Donc, c'est pour tous ces jeunes-là, avec le carrefour jeunesse-emploi, leur carrefour jeunesse-emploi, qu'on veut les aider. Donc, j'aimerais savoir de la part du ministre qui va aider tous ces jeunes-là, qui ne pourront plus être aidés par leur carrefour jeunesse-emploi. Et, si leur situation change durant le processus, est-ce qu'il va y avoir une réévaluation de leur indice d'employabilité? Est-ce que le ministre peut répondre à ces questions?

Le Président (M. Cousineau) : Merci, M. le député de Saint-Jean. M. le ministre, pour les cinq prochaines minutes.

M. Blais : Alors, tout d'abord, encore une fois, merci pour les questions.

Sur le concept de normalisation, je comprends que c'est une expression qui est un peu sous-déterminée. Donc, il faut comprendre, l'expression, je l'ai utilisée dans un sens très précis, c'est que ce que nous voulons faire, ce que nous allons faire, ce n'est pas une aventure, c'est quelque chose que nous connaissons très bien, à vrai dire, c'est une normalisation au sens où c'est des choses que nous connaissons très bien et qui fonctionnent très bien avec l'ensemble de nos partenaires en employabilité. C'est dans ce sens, hein, qu'il fallait comprendre «normalisation». Nous n'allons pas vers une aventure.

D'ici 2017, il y aura plus de 725 000 postes au Québec à pourvoir, dont plus de la moitié seront disponibles pour des jeunes. Il faut s'assurer maintenant que les jeunes puissent bénéficier des services d'emploi et des services d'emploi efficaces. Comme ministre, ma grande préoccupation est qu'un maximum de travailleurs soient sur le marché du travail. Commencer sa vie à l'aide financière de dernier recours accroît fortement le risque d'y rester à long terme. Parmi les jeunes de moins de 21 ans qui bénéficiaient de l'aide financière de dernier recours en mars 2003, 2 606 en bénéficiaient toujours en mars 2014. Parmi les jeunes âgés entre 21 et 24 ans qui bénéficiaient de l'aide financière de dernier recours en mars 2003, 4 984 en bénéficiaient en mars 2014. En mars 2014, parmi les prestataires de moins de 25 ans, 75 % des jeunes qui bénéficiaient de l'aide sociale provenaient d'une famille ayant déjà bénéficié d'un programme d'assistance sociale dans le passé. Cette proportion était de 83 % chez les moins de 20 ans. C'est ça, hein, demander aux carrefours jeunesse de nous donner un coup de main et d'aller davantage vers ces jeunes, qui sont les plus démunis de la société. Pour les jeunes de moins de 25 ans, le taux d'abandon aux mesures et services d'emploi est largement plus élevé, on le sait, que pour les personnes de plus de 25 ans. En juillet 2014, encore quelques chiffres, 50 000 jeunes de moins de 35 ans à l'aide financière de dernier recours n'avaient pas de contraintes à l'emploi qui les empêchait de retourner sur le marché de l'emploi. 13 700 jeunes avaient un indice d'employabilité — je sais que mon collègue aime l'expression — 13 700 jeunes avaient un indice d'employabilité supérieur à 60, c'est-à-dire qu'il y a vraiment une possibilité pour eux d'intégrer rapidement le marché du travail si on s'occupe d'eux, si on les encadre bien. Les autres 36 900 avaient des obstacles plus importants, indices d'employabilité différents qui demandent un effort beaucoup plus important, bien sûr, de la part de nos partenaires et de la part des carrefours jeunesse-emploi, mais je sais qu'ils n'ont pas peur, hein, de faire des efforts. Donc, nous devons apporter une aide à ces jeunes, c'est urgent, afin de les soutenir vers leurs démarches d'emploi.

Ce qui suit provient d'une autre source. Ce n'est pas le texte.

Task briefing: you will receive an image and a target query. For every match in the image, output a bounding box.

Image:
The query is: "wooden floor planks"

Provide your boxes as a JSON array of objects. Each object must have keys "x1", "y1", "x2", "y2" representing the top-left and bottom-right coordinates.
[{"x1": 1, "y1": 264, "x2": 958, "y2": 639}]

Comme gouvernement, nous avons agi. Depuis septembre 2014, tous les nouveaux demandeurs d'aide sociale de moins de 25 ans au Québec bénéficient d'une approche d'accueil personnalisée, d'une intensification des actions auprès d'eux et d'une mobilisation au regard de leur intégration vers le marché du travail. Tous ces jeunes pourraient bénéficier de l'expertise des carrefours jeunesse-emploi. Rappelons que c'est fondamental dans notre démarche, que les statistiques, les études montrent que plus un jeune demeure sur l'aide sociale... demeure longtemps, pardon, sur l'aide sociale, moins les chances qu'il retourne sur le marché du travail sont importantes.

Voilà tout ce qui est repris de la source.